Gentle Curve

My name “Moon” is more than just my non-binary name. It has great meditative and symbolic significance in my life. Last night, after my psychiatry and therapy appointments, and after I processed these appointments in my Thursday evening twelve step meeting, I was lying in bed feeling disenchanted with the huge hurdles of my weight and smoking. I discussed these issues at length with my therapist, and was feeling disappointed in myself. I have made minor progress in smoking less, and I have culled my eating habits and have managed to lose a few pounds, but the truth is that I feel very powerless over my weight and smoking habits.

As I was lying in the bed staring into the bathroom at my very large round mirror, I noticed the light catching the beveled edge of the mirror. I noticed that on the segment of the round mirror that was illuminated, I could see only a gentle curve. I then realized that this is what progress looks like. If I was to follow the curve of the mirror, that was almost unnoticeable, I would eventually be on the other side of a circle. This is what real change feels like. We only acquire the smallest of momentum, and shift our lives almost unseemingly so. I do this when I am in touch with my whole being, round, large and beautiful. When we make drastic changes in our lives, there is often a kickback, or a balance to these drastic measures. We may simply exchange one addiction for another. To truly champion the hurdle of being overweight, or the addiction of smoking, I need to work with my whole round being. There is so much more going on in my life and in my person outside of these bad habits. It is easy for me to become disheartened and feel shame that I am an overweight smoker.

Powerlessness and overcoming denial is key to addressing any addiction. Every time I light up a cigarette I am going into some sort of denial. I may enjoy the smoke, or pint of ice cream, but it is short lived and ultimately causes bodily harm to myself. The symbol or image of a large round circle or moon, reminds me of the abstract and the holy. Addressing addiction is a spiritual shift. It is love and connection. It is ongoing. As I travel the road of making change, I find myself over time, even though it is a gradual and gentle change, becoming transported around a huge hurdle. I can truly transform if I put one foot in front of the other, do the next right thing, and pray for real change.
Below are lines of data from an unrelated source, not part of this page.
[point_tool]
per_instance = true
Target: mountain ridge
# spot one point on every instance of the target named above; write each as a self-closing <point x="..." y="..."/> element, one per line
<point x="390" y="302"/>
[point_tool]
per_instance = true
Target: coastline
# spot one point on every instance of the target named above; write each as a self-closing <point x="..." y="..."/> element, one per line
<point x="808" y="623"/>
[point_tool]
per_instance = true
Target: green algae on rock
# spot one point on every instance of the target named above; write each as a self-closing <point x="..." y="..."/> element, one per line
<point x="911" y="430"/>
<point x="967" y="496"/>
Spirituality and faith are states of mind that I encounter as I learn to treat myself as a whole person and allow for this gradual progress, that may seem invisible at first glance. But if I travel the edge of this circle that is my life, I can realize the beauty of all that is held within this grand circle or moon.

It was easy for me to travel down a shame spiral when I was faced with the reality of being over three hundred pounds and smoking almost a pack a day. I have received a call back from the hospital telling me I need some follow up images taken of my right breast. This is scary and has me thinking about my smoking and that breast cancer covers both my family trees. But I do not live in the thin reality that all this pertains to. I am huge and sometimes invisible to the eye. I have faith and connection in my life. There is more to me than a blurry spot on an x-ray, or even my every day habits of eating and smoking. We are physical beings, but there are also emotional, spiritual, and mental aspects to the self. The physical realm is only twenty five percent of reality if all these said realities that I listed are balanced. I thus refuse to let fear, shame, or grief rule my life. I return to the reality that I am far far in the sky, surrounded by thousands of miles of space, and full of curves. I am reminded that life is about progress not perfection, and that a gentle curve or progression will eventually leave me completely on the other side of this journey that I travel. Change is not always visible when we are inside of it. This is why I have faith that all will be well. I will be well. I will heal and find my way around this huge moon. It is a journey, and every step is important. Gradually, I will find my way on this gentle curve of life.